The headache this time isn't spending, or Obamacare, or a political gambit involving the debt limit. It's immigration, and House conservatives are doing their best to force Boehner into a confrontation with the White House he'd rather not have.
It was about two weeks ago that President Obama made good on long-held promise – or threat, depending on your point of view – to use executive authority to remove the possibility of deportation from some 5 million undocumented immigrants. The move angered Republicans and enraged conservatives. They want revenge on the president, and they want it now.
And it's the "now" part that's the most problematic. Government funding runs out December 11, and House conservatives are insisting Boehner use the moment to undo Obama's immigration move. The leverage, as it has been in the past, is the threat of a government shutdown. Boehner very much wants to avoid a replay of that political drama as his party is preparing to take full control of Congress next month.
The path to safety for Boehner here isn't an easy one. He could have the House vote on undoing Obama's immigration decision, then try to force Senate Democrats and the president to take the deal or risk being blamed for a shutdown. But that approach appeared problematic and in any event is just the type of shutdown brinksmanship Boehner and Senate GOP Leader Mitch McConnell want to avoid.

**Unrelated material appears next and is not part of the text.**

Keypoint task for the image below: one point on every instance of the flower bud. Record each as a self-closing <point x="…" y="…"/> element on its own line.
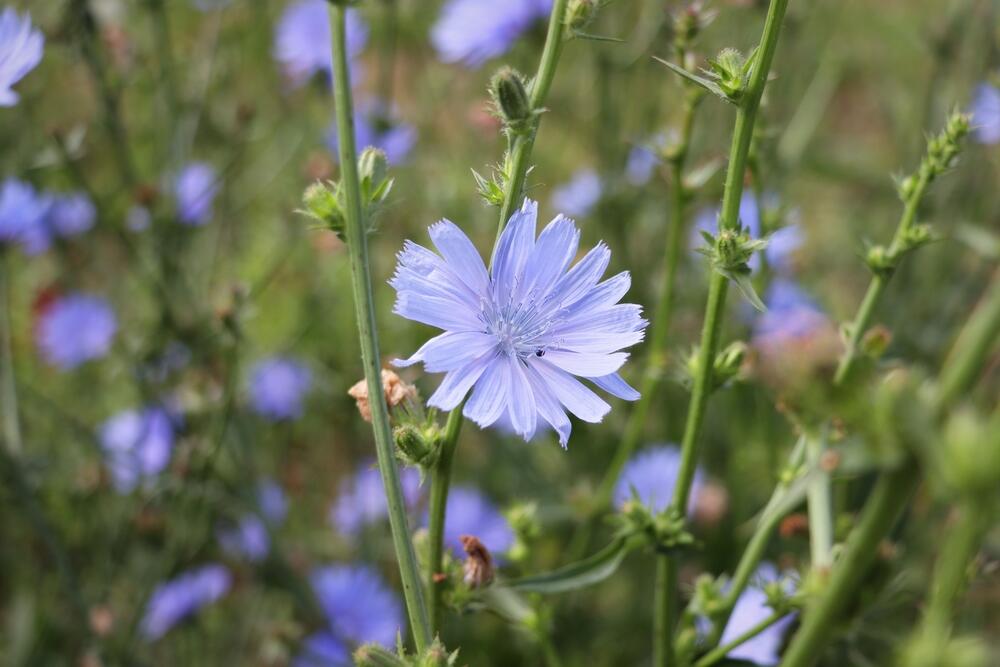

So Tuesday, Boehner and his GOP leadership team made their plans known. They'll fund most of the government until the end of September 2015, the rest of the fiscal year – that is, all except the Department of Homeland Security, which runs U.S. Citizenship and Immigration Services. The plan would fund DHS at current levels only thru March. The idea there is to build a bridge to Republican congressional rule, where even more leverage could come to hand.
That plan doesn't go nearly far enough to satisfy House conservatives, so appeasement comes this week in the form of a bill rebuking Obama's executive action and rendering it null and void. Conservative Florida GOP Rep. and frequent Boehner critic Ted Yoho is leading the effort.
The hope is the rebuke will siphon off enough anger on the right to get the government funding bill passed and get GOP leaders to the new year. But so far there are signs House conservatives aren't having it.
"It doesn't do anything," Rep. Mark Meadows, a conservative from North Carolina, told me Tuesday, noting that Senate Democrats can easily turn aside the rebuke.
"You need to do something definitive that is not a show vote," Meadows said.
Democrats didn't make the job any easier for Boehner, either. White House press secretary Josh Earnest made conciliatory comments toward the plan, and Senate Majority Leader Harry Reid pretty much praised it, while noting that the rebuke part of Boehner's plan won't get on the Senate floor this month.
That left nothing standing between Boehner and the conservative wing of his Republican Conference. Thirty Republicans or more may agree with Meadows, and that could force Boehner to turn to House Democrats and their leader Rep. Nancy Pelosi, D-Calif., or risk the whole thing falling apart.
Even if the plan works, it only forestalls another confrontation with Obama until March, when funding for homeland security would appear to be held hostage to GOP anger over the immigration order.
It's the type of scenario that a giant majority and control of Congress are supposed to avoid. In Boehner's case, it looks like he'll have to go through it one more time, at least.